The Ken Burns film Country Music starts on PBS Sept. 15. The film has eight parts and runs for 16 hours. Burns directed, and produced the documentary alongside Dayton Duncan and Julie Dunfey.
PBS airs Country Music Sept. 15-18, then Sept. 22-25.
Duncan wrote the documentary and an illustrated companion book, Country Music: An Illustrated History, that comes out September 10. The film chronicles country music’s early days, from southern Appalachia’s songs of struggle, heartbreak and faith to the rollicking Western swing of Texas, California’s honky-tonks and Nashville’s Grand Ole Opry. “The film follows the evolution of country music over the course of the 20th century,” said PBS, “as it eventually emerges to become ‘America’s music.’”
The Carter Family, Jimmie Rodgers, Bill Monroe, Hank Williams, Patsy Cline, Johnny Cash, Merle Haggard, Loretta Lynn, Charley Pride, Willie Nelson, Dolly Parton, Emmylou Harris, Garth Brooks and other country figures get their close-up.
“As with so many of their films, Ken and Dayton guide us on a journey through history that educates and entertains, providing an intimate look into the creative lives of those women and men who came together to develop an authentic American art form,” said Perry Simon, PBS chief programming executive and general manager, general audience programming.
Duncan, Burns and Dunfey spent eight years researching and producing the film, conducting interviews with more than 100 people. Country Music is a production of Florentine Films and WETA Washington, DC.
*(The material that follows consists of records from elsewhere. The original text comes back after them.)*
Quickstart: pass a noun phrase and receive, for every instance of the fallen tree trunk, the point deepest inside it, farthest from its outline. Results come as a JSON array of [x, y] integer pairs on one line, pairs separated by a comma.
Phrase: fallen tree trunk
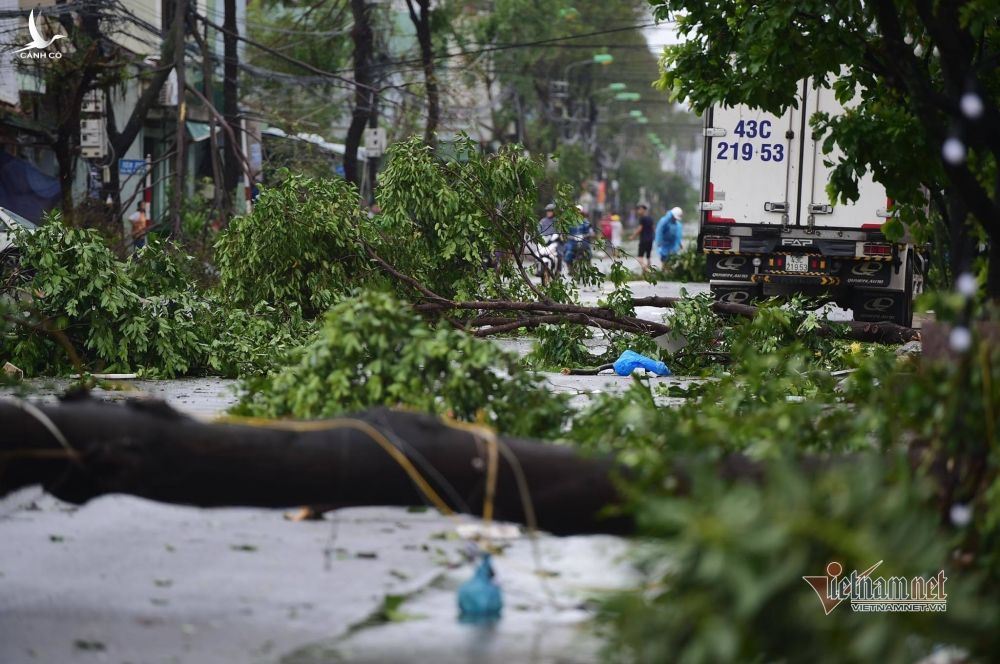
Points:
[[533, 314], [149, 450]]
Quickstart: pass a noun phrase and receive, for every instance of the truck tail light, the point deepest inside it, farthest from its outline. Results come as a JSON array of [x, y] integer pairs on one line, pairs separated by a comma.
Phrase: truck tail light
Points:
[[877, 249], [717, 242]]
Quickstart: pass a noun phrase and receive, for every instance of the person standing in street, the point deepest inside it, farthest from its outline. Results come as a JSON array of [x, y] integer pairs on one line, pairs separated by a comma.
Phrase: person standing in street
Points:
[[669, 234], [644, 231], [139, 225], [616, 235], [547, 224]]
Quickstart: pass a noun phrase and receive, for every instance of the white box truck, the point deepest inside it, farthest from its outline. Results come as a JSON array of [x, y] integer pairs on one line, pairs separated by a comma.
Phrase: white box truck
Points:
[[768, 226]]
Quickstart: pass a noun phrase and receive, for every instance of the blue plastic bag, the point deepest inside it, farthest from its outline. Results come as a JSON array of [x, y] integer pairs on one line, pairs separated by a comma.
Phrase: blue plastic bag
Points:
[[630, 360], [479, 598]]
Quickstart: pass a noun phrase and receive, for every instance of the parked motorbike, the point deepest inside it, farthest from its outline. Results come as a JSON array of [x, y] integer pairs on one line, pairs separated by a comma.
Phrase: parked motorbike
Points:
[[548, 254]]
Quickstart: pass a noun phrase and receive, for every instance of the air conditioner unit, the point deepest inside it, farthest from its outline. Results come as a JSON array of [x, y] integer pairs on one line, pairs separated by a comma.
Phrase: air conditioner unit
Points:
[[168, 93], [93, 102], [93, 139]]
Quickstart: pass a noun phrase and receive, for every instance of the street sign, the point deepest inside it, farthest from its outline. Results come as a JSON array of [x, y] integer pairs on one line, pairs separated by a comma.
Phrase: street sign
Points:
[[131, 166], [374, 141]]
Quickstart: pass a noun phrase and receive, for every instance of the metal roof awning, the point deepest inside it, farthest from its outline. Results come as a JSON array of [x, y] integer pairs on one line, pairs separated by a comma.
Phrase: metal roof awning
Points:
[[198, 131], [314, 139]]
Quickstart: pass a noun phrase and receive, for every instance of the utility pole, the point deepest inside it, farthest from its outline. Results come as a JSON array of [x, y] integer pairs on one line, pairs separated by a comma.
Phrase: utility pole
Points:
[[180, 16], [230, 105], [361, 35]]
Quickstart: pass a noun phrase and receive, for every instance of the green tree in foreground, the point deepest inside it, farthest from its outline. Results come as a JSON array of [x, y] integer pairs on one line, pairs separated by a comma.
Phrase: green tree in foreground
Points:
[[926, 81]]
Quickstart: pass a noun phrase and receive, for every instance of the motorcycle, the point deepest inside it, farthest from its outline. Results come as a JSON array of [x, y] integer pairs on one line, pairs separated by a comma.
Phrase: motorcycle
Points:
[[548, 257]]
“At the heart of every great country music song is a story,” said Burns. “As the songwriter Harlan Howard said, ‘It’s three chords and the truth.’ The common experiences and human emotions speak to each of us about love and loss, about hard times and the chance of redemption. As an art form, country music is also forever revisiting its history, sharing and updating old classics and celebrating its roots, which are, in many ways, foundational to our country itself.”